Posted on:2010-12-19Degree:Ph.DType:Dissertation
University:University of California, San Diego and San Diego State UniversityCandidate:Navas, Eduardo AntonioFull Text:PDF
GTID:1445390002472672Subject:Art history
Abstract/Summary:
In my dissertation I analyze the different forms that the act of remixing has taken across culture. I argue that Remix, as a form of discourse, affects culture in ways that go beyond the basic recombination of material. The dissertation analyzes remixing across a number of areas of culture including art, music, and digital media.;Chapter One, "Remix[ing] Sampling," locates the roots of Remix in early forms of mechanical reproduction. I outline seven stages beginning in the nineteenth century with the development of the photo camera and the phonograph that lead up to the current remix culture, and evaluate how recorded material redefines concepts of representation.
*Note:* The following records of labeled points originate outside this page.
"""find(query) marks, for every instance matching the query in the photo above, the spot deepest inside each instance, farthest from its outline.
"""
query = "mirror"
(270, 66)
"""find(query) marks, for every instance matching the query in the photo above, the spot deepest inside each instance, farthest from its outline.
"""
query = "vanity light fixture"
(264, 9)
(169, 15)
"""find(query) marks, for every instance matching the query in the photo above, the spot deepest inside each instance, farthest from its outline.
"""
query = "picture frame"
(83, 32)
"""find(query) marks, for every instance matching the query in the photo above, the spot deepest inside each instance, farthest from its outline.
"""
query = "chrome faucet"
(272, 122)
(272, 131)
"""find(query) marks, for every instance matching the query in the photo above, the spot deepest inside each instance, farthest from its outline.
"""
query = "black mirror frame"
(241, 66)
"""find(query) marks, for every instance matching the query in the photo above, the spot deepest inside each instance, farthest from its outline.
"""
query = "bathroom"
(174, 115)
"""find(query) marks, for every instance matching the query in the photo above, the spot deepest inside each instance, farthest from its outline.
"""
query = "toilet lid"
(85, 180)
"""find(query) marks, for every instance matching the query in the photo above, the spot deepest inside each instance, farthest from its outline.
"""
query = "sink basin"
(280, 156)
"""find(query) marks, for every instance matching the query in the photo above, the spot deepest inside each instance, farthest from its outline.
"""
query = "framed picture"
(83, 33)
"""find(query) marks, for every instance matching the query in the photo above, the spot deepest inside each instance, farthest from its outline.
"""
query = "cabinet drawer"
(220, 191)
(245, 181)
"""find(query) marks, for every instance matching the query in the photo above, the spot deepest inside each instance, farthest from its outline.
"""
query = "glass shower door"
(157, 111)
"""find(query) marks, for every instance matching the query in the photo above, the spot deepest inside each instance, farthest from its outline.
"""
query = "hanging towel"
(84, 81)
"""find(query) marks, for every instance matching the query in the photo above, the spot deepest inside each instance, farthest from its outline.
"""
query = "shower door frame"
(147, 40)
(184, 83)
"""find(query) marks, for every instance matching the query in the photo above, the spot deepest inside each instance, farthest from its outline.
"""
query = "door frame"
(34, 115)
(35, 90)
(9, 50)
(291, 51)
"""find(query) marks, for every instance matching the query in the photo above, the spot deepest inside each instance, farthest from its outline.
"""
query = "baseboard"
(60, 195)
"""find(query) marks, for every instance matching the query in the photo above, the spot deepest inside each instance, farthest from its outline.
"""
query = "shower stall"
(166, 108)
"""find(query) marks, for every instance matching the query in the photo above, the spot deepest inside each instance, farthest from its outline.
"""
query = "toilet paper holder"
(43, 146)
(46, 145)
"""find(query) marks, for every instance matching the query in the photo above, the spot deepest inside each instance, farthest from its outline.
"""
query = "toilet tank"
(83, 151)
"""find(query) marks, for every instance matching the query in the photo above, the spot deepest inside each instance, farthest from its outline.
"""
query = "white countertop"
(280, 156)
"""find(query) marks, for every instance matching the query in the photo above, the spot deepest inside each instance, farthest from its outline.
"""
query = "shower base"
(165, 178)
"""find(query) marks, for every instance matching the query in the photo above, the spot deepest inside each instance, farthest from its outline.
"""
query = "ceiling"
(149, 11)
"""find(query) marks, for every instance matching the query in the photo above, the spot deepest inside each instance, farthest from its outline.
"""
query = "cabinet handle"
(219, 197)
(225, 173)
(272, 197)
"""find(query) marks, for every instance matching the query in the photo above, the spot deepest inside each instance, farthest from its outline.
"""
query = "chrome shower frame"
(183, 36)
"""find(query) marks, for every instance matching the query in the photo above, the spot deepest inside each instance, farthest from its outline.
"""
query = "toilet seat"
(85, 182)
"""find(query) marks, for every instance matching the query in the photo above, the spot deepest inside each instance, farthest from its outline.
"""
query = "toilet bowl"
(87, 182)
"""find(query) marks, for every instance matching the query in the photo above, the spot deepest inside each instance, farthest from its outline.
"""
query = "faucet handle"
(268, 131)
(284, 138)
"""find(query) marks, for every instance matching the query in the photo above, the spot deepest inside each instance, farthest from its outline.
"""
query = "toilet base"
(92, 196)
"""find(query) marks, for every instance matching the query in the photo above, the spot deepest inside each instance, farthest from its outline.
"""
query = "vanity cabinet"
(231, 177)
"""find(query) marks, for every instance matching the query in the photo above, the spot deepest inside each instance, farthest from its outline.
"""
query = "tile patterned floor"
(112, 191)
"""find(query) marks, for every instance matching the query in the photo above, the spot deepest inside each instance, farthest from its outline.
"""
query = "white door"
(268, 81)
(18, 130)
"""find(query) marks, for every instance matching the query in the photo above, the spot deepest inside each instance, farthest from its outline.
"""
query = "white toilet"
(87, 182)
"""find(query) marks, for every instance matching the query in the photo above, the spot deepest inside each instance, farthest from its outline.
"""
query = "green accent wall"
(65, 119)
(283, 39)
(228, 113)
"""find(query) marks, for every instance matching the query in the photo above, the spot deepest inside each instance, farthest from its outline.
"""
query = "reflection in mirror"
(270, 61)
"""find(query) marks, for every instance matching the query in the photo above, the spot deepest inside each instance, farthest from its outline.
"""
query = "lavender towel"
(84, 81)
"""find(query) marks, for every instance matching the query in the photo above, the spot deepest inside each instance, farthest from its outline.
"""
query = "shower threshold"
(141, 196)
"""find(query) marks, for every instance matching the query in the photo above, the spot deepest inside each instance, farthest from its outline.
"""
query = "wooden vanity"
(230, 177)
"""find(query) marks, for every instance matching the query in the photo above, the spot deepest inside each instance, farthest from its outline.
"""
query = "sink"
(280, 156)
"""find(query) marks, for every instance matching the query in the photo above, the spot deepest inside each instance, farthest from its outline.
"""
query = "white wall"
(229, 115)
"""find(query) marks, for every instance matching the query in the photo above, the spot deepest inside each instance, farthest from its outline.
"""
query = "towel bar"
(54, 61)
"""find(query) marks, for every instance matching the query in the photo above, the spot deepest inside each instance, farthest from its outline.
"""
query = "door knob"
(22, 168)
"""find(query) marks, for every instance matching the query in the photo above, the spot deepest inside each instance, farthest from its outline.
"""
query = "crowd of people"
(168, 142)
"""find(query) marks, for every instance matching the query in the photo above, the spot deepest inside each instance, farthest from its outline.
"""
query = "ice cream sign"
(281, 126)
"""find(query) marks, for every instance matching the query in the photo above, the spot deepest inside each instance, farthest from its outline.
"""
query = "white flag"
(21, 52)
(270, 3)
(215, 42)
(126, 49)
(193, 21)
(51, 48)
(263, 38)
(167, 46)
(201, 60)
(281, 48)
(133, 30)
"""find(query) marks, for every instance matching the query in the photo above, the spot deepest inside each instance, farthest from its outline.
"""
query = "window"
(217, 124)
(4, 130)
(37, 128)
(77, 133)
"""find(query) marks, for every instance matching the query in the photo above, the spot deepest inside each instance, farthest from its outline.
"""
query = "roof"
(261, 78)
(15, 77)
Chapter Two, "Remix[ing] Music," discusses the rise of Remix in music, and in particular the roles played by various musicians in dub culture, including King Tubby and Massive Attack. Chapter Three "Remix[ing] Theory" further analyzes remixing in music in the 1970s and then looks at how remix, as discourse, moves into art and media. The chapter discusses a number of examples including works by turntablist Grandmaster Flash and artist Sherrie Levine among others. In Chapter Four, "Remix[ing] Art" I show how principles of sampling share strategies of appropriation with conceptual art, minimalism and performance art. I also examine new media works by various artists including MTAA and Antonio Muntadas. Chapter Five, "Remix[ing] Media" defines Remix in relation to the concept of the avant-garde, and shows how media at the beginning of the twenty-first century remixes ideologies and practices that in the past were considered incompatible.